Se você não influencia sua equipe, alguém vai influenciar.
Existe uma habilidade que, na minha opinião, separa os gestores comuns dos líderes que realmente conseguem construir equipes de alta performance.
Não é conhecimento técnico. Não é experiência. Nem carisma.
É presença.
Ao longo dos últimos anos, liderando equipes e acompanhando donos de agropecuárias e gestores em diferentes regiões do Brasil, percebi um padrão.
Quando uma empresa sofre com alta rotatividade, baixo engajamento ou falta de comprometimento, raramente o problema começa nas pessoas, na maioria das vezes, começa na ausência da liderança.
Muitos gestores acreditam que liderar é contratar alguém competente, explicar o trabalho e acompanhar os números no fim do mês.
Mas liderança não funciona assim, as pessoas precisam de direção, precisam de acompanhamento, precisam saber se estão indo bem, onde podem melhorar e sentir que existe alguém interessado no seu desenvolvimento.

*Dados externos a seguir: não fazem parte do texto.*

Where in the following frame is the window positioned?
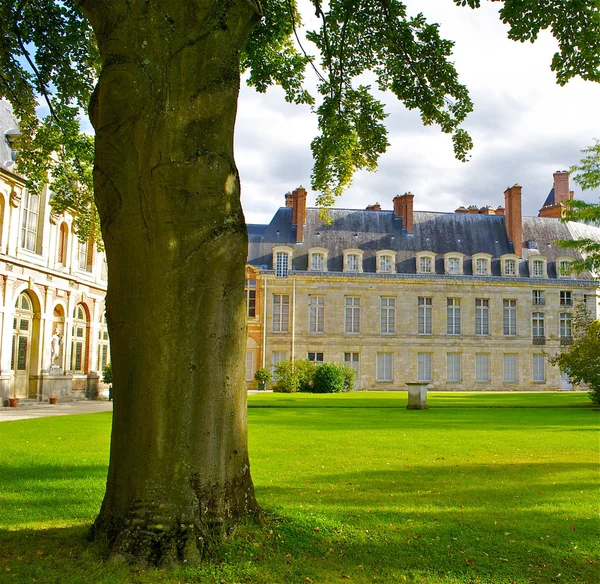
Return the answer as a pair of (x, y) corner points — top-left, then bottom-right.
(417, 353), (433, 381)
(379, 256), (392, 274)
(308, 296), (325, 333)
(475, 353), (490, 382)
(345, 296), (360, 333)
(275, 251), (290, 278)
(556, 260), (571, 278)
(271, 351), (286, 375)
(56, 223), (69, 266)
(417, 297), (432, 335)
(419, 256), (433, 274)
(531, 312), (546, 343)
(504, 260), (517, 276)
(376, 353), (392, 381)
(560, 312), (573, 341)
(475, 298), (490, 335)
(446, 298), (460, 335)
(533, 355), (546, 381)
(344, 249), (363, 272)
(380, 296), (396, 335)
(503, 300), (517, 336)
(560, 290), (573, 306)
(504, 353), (519, 383)
(532, 290), (546, 306)
(310, 253), (325, 272)
(21, 190), (40, 251)
(246, 351), (256, 381)
(78, 241), (94, 272)
(308, 247), (328, 272)
(71, 304), (88, 373)
(376, 250), (396, 274)
(446, 353), (462, 382)
(531, 260), (546, 278)
(244, 280), (256, 318)
(273, 294), (290, 333)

Isso vale para um vendedor que acabou de entrar e também para um gerente experiente.
Há pouco tempo conversei com um profissional que havia acabado de mudar de empresa. Perguntei como estavam as primeiras semanas.

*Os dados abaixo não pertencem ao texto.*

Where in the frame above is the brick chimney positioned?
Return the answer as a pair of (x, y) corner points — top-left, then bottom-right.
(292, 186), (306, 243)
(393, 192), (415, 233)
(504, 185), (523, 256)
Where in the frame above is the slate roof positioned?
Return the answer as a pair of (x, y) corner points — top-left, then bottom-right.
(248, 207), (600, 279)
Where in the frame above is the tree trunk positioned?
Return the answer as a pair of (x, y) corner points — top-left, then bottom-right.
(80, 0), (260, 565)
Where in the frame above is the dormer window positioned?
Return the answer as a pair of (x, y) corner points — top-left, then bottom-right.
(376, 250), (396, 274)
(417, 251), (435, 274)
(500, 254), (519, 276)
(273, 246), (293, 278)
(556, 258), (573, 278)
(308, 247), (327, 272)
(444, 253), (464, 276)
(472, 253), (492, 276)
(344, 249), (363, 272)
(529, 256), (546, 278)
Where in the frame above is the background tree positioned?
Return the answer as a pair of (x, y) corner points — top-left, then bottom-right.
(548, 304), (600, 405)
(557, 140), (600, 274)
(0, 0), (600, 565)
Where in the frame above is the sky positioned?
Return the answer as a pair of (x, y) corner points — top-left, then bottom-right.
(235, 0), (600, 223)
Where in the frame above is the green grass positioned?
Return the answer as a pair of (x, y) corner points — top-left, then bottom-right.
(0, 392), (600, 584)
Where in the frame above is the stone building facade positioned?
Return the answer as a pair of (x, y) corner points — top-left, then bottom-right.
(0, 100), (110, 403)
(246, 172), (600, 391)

A resposta me chamou atenção.
Ele disse que praticamente ninguém conversava com ele. Não recebia feedback, não tinha reuniões individuais e, quando surgia uma dúvida, cada pessoa respondia de um jeito diferente.

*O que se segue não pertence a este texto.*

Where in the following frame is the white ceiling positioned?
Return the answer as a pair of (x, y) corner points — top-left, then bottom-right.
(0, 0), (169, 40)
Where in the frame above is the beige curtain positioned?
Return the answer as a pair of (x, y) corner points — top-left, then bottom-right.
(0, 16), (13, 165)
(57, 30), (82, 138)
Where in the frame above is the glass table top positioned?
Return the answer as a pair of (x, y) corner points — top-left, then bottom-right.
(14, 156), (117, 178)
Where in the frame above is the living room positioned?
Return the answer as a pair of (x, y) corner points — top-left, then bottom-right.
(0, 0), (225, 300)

Ele não reclamava do salário, não reclamava da estrutura, reclamava da falta de liderança. E o mais curioso é que já estava pensando em procurar outra oportunidade.
Isso acontece muito mais do que imaginamos, principalmente no agro.
Vivemos um momento em que contratar gente boa está cada vez mais difícil. Mas reter essas pessoas depende muito menos do mercado do que da qualidade da liderança. Quem acompanha meu trabalho já me ouviu dizer várias vezes que pessoas não permanecem apenas por causa do salário. Elas permanecem porque sentem que estão crescendo, porque são reconhecidas, porque enxergam futuro.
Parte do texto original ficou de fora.